A principios de los 90 el cine aflojaba su alianza con la guerra, cuya noche de fantasmagorías verdosas se transmitía vía satélite por televisión e iniciaba, relegado por las nuevas herramientas audiovisuales, una titubeante etapa posbélica (y al margen de las verdaderas esferas del poder) que desde entonces marca su genética. Ya no podría, como aún consiguiera de mano de aquellos anónimos operadores de la Segunda Guerra Mundial, salvar lo real; melancólico alivio para ese Mago de Oz de la muerte del cine cuya voz rasposa le susurraba al micrófono su particular gorigori en la contemporánea preparación de las Histoire(s) de Cinéma

Cartel de la proyección de 'El sol del membrillo' en el Círculo de Bellas Artes.

Cartel de la proyección de 'El sol del membrillo' en el Círculo de Bellas Artes.

Así, El sol del membrillo va, entre otras cosas, del cine desterrado al patio de la casa. Y la promesa que trae consigo (que nos sigue trayendo) es la de una reanudación. Al igual que Antonio López retoma el proyecto de pintar el membrillero después de un verano en el secarral del Cerro Almodóvar, Erice reúne las máquinas del cine alrededor del artista para ensayar imágenes y sonidos –recrear un nuevo mundo con los materiales de la vida– que, reflejando la manera de trabajar de López, terminen por traducir, para el medio cinematográfico, las implicaciones de sentido aparejadas a esa forma de entender el arte y lo que lo rodea e inspira.

Como bien advertía durante la feliz resaca de la proyección el preclaro Paulino Viota, este diálogo entre cine y pintura a orillas de la sociedad se propone a partir de la ductilidad del par documento/ficción, un contraste habitado por secretas semejanzas que explican la necesidad de trascender lo real camino del mito y reúne a ambos artistas en esa senda que Santos Zunzunegui definió en su día como un “deseo de clasicismo”.

Viota, precisamente uno de los grandes expertos patrios en ese modelo de representación, se entusiasmaba ante las rimas y suturas de la película, ante el potencial de su sólida arquitectura. Y recurriendo a El río de Renoir o a Ozu fue capaz de iluminarnos sobre las supervivencias clásicas que aquí se operan, cómo y con qué economía de medios se dibuja una comunidad humana y se la somete tanto al frágil aleteo de la vida como al vislumbre de la futura y segura desaparición, la exposición a esa luz “que todo lo convierte en metal y ceniza” de la que habla López en el sueño primigenio; rayo siniestro y artificial que el clasicismo recondujo para forjar la fotogenia de sus estrellas y atenuar las sombras sobre sus parábolas utópicas.
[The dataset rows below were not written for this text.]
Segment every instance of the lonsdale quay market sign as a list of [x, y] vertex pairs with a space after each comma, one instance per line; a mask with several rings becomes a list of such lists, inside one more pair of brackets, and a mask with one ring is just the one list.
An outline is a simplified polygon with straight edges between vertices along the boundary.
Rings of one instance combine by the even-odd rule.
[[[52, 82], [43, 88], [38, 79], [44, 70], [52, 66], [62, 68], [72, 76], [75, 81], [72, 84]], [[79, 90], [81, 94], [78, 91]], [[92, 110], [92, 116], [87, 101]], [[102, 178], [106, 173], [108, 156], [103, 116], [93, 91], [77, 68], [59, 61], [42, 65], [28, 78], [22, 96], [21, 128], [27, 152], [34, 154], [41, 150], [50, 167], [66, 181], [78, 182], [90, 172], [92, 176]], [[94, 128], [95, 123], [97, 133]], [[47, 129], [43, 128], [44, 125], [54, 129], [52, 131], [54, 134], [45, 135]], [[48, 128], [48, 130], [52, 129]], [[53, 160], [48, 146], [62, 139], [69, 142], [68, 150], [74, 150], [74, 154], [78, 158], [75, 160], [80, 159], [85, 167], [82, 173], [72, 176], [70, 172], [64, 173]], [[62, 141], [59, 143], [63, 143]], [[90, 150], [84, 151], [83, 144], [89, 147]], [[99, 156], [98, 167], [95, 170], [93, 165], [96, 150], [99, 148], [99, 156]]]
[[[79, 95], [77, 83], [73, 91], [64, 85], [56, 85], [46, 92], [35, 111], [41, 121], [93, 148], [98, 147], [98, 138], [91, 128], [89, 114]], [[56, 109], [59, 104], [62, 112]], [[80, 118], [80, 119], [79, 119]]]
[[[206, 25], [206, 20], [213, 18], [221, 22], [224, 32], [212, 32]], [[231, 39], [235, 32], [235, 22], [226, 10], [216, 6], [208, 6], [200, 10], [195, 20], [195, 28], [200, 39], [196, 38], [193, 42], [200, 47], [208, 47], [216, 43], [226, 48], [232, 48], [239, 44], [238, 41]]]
Víctor Erice durante el coloquio /BEATRIZ MARTÍNEZ HIJAZO

Víctor Erice durante el coloquio /BEATRIZ MARTÍNEZ HIJAZO

Víctor Erice durante el coloquio / BEATRIZ MARTÍNEZ HIJAZO

Esta reminiscencia de lo clásico, momento del cine que, como explicara Deleuze, respondió más bien a una caída, a un extraño edificio de categorías a modo de paréntesis en el siglo del maquinismo acelerado y desencadenado, también se hace sentir en El sol del membrillo por la atención al trabajo, al oficio, a la paciente artesanía que relaciona al pintor con el cineasta y a estos con los albañiles del Este inmersos en la rehabilitación de la casa.
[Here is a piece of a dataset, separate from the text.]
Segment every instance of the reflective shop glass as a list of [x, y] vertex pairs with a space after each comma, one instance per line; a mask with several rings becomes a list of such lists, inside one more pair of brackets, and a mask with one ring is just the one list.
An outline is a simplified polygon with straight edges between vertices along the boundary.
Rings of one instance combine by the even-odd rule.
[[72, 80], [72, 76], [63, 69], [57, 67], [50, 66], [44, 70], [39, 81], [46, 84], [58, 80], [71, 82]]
La labor trae consigo otros frutos, los del conocimiento, objetivo del cine según Erice, recompensa por la que merece la pena poner su pesado engranaje burocrático en marcha. El propósito se cumplió, y aquí siguen estas notas sobre la pintura de López reveladas por el cine, como en su día Bresson, otrora pintor, dejara sobre papel las suyas alrededor del cinematógrafo: una guía austera, a contracorriente, nítida y misteriosa al mismo tiempo, escrita desde una soledad que desde aquellos años no ha dejado de abrirse a los demás.